Bottom-line is, find away to get some experience, even if it isn't a super complex project. My strategy is going to be volunteer with a company like Groundworks IT or TECHCORPS to help implement a solution for a visible non-profit firm or foundation. Do this two or three times, following the freelancing ideas [elance.com, etc] mentioned in earlier posts after that. Then apply as Sr. Software Engineer or Lead Developer, but at an only slightly reduced salary -- as you now have some experience, particularly in a leadership position. From that point, your are poised to be in a legitimate Application Architect role inside of 5-6 years, start to finish -- possibly less. If you grab you PMP and CITA [from IASA which I think is more relevant for SCEAs] or TOGAF, it should be even easier.

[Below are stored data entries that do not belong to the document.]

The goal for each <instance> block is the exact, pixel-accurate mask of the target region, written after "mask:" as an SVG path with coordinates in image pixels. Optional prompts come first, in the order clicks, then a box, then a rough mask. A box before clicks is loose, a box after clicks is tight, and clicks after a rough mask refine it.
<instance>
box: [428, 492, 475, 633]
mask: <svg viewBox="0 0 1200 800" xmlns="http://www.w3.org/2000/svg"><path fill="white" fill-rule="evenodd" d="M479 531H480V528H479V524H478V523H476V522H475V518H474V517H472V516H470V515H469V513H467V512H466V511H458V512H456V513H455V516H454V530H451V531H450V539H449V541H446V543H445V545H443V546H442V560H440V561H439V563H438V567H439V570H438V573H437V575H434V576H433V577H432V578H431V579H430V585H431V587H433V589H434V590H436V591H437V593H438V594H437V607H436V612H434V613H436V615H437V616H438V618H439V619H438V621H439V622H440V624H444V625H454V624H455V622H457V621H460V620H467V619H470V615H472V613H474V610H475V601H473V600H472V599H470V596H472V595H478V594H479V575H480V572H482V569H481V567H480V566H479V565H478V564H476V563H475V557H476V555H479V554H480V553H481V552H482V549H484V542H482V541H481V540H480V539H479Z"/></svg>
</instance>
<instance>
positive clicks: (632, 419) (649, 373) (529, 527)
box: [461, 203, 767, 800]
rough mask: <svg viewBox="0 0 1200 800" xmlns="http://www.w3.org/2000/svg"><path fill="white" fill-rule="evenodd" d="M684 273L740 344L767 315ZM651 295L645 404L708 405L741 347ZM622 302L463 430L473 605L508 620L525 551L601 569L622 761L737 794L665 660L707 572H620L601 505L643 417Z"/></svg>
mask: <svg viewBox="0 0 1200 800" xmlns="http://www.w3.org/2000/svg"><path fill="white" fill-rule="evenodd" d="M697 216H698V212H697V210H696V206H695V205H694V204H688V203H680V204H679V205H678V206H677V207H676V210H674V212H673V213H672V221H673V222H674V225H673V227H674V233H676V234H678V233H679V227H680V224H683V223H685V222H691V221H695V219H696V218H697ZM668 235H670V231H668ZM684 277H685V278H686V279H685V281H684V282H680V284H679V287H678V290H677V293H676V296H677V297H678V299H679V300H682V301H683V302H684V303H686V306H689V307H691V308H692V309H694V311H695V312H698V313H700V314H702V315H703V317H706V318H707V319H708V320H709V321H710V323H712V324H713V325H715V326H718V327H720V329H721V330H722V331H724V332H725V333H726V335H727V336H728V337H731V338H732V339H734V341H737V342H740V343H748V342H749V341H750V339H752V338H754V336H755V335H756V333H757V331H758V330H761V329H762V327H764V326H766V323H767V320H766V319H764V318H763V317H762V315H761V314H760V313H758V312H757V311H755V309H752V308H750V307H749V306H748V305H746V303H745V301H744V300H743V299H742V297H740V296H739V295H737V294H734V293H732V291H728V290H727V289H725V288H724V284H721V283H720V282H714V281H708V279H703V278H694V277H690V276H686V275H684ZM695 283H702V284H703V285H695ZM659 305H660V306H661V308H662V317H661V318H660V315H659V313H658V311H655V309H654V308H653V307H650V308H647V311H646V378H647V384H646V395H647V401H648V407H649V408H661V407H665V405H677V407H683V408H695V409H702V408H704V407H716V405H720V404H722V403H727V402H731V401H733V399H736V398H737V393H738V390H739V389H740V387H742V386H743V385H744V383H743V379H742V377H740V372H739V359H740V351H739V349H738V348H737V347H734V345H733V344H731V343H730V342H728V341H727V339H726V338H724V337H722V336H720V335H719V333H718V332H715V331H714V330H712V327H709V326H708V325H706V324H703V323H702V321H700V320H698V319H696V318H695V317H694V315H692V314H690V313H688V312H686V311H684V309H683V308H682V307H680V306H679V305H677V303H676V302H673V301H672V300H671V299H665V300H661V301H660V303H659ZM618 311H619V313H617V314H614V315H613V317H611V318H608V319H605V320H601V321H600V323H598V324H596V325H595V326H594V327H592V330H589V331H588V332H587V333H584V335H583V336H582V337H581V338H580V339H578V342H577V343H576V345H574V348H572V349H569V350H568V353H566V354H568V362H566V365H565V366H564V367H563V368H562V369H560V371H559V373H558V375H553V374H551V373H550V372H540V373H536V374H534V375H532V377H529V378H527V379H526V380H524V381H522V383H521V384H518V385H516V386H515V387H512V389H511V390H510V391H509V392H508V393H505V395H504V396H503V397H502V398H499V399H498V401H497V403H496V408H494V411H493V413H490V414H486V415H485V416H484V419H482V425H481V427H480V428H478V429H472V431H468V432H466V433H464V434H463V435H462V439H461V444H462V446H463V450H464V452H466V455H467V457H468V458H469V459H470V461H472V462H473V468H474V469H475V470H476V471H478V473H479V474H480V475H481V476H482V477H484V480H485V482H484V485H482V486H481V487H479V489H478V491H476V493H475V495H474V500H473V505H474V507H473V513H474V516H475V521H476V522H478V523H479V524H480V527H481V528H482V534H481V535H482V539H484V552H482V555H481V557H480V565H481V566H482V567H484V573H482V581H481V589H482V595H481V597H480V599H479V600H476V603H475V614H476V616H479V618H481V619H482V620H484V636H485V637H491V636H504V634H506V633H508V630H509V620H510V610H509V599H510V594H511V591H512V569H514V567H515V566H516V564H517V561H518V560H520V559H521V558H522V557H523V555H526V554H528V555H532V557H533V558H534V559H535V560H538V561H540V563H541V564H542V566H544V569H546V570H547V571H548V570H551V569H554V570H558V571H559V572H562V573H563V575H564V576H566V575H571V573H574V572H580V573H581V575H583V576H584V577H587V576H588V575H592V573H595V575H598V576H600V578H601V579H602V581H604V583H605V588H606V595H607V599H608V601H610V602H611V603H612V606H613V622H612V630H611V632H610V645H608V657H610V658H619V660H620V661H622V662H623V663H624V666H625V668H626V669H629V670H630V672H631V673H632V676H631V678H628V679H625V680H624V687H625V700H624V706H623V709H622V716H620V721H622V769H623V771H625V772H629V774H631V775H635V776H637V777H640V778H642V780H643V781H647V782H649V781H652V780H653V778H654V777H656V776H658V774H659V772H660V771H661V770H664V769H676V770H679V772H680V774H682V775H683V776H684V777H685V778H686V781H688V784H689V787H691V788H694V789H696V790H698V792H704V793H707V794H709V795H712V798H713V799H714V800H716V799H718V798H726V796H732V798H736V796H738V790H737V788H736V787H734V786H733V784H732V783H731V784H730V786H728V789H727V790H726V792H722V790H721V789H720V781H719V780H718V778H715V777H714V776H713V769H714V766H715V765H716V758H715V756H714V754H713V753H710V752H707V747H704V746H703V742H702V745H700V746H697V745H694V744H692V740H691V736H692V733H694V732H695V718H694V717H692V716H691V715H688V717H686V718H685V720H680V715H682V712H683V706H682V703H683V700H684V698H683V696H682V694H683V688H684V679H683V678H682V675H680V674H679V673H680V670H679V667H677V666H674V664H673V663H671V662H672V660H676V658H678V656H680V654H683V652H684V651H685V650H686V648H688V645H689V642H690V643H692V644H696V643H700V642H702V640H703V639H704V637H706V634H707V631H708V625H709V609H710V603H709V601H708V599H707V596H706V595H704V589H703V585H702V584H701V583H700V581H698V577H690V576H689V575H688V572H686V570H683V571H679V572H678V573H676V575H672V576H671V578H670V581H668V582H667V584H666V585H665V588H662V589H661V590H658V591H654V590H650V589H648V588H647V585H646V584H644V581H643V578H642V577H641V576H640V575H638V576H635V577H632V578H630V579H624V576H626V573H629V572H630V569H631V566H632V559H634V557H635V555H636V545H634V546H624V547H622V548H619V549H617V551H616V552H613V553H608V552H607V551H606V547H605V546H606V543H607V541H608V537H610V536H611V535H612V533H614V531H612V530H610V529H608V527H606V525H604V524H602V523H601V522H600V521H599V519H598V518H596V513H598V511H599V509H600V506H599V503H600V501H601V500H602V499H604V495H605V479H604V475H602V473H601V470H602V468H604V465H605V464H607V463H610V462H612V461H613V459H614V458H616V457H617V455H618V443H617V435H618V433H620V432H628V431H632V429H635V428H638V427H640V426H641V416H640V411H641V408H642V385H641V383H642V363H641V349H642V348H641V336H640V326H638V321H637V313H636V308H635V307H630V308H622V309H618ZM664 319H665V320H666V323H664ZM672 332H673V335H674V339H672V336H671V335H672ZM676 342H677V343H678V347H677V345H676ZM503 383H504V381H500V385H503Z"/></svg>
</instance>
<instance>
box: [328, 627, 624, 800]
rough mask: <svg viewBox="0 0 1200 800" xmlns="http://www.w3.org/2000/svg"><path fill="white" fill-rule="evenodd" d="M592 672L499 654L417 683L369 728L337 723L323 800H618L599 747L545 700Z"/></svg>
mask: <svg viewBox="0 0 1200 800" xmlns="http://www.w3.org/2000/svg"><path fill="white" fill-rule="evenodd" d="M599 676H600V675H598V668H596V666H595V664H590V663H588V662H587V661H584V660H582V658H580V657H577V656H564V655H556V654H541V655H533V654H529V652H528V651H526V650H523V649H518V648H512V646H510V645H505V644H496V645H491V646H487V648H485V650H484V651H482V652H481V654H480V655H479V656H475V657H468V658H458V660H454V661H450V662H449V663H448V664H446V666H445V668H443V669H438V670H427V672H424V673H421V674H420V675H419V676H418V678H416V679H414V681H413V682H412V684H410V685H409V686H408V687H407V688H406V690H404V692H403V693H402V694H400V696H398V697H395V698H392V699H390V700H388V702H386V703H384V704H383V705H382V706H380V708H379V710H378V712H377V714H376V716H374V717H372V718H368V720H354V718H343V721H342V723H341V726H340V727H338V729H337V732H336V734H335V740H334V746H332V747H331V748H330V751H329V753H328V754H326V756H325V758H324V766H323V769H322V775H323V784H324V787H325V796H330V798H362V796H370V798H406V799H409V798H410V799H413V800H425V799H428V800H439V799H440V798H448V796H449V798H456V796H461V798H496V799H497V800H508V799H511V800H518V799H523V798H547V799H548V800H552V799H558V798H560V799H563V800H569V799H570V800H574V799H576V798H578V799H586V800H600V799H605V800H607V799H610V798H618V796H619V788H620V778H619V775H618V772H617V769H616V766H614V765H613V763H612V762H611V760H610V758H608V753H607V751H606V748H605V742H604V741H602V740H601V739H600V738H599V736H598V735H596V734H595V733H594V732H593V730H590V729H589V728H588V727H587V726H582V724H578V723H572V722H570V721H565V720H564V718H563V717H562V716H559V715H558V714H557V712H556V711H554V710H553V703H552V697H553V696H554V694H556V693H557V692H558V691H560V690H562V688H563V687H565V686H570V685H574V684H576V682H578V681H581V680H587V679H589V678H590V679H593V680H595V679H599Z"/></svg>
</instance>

The core difference for me will be I am ditching the PMP for a Six Sigma Black Belt, keeping the CITA and anding an MBA -- when the time comes

I am an Aspiring Financial Engineer and besides honing off the charts math skills, designing and coding becomes really important. While there are a number of languages that are commonly used besides java, the information that I have been provided is that java and C# are the most likely to allow for easiest transition back and forth. In addition, I am looking to blend my current skillset into that of a BI Architect, ultimately Enterprise Architect before I actually transition over to Financial Engineering [figuring that using, testing, building and design analytics and data mining apps will build up my understanding of what is necessary to effectively extract economic, financial and behavioral data from data warehouses -- helping me to write better code]. And since it will take several years before I complete the studies that will allow for to build trading strategies from scratch anyways, I figure why not build the skills now [Beside the fact that most financial firms have an infrastructure of Wintel, UNIX, and Java woven together] ?

So my question to you is, starting from scratch, what is the best method to prepare to become a completely competent SCEA. I am not concerned with career/role hoping aspect of this as it is role change and pay increase is not my primary goal [Although I am interested in developing Blackberry apps on the side, but not a main focus]. More, I simply want to be able to take a application concept from start to finish; deploying/potentially deploying it in a well designed, highly robust, yet efficient manner that can take a pounding from thousands of users if need be.

Boot camps, books, training material are all welcome, but it has to be some thing solid -- no hello world apps. Seriously, I work better by reconstructing the complex into individual components and then putting it back together rather than just starting at the bottom. Any suggestions?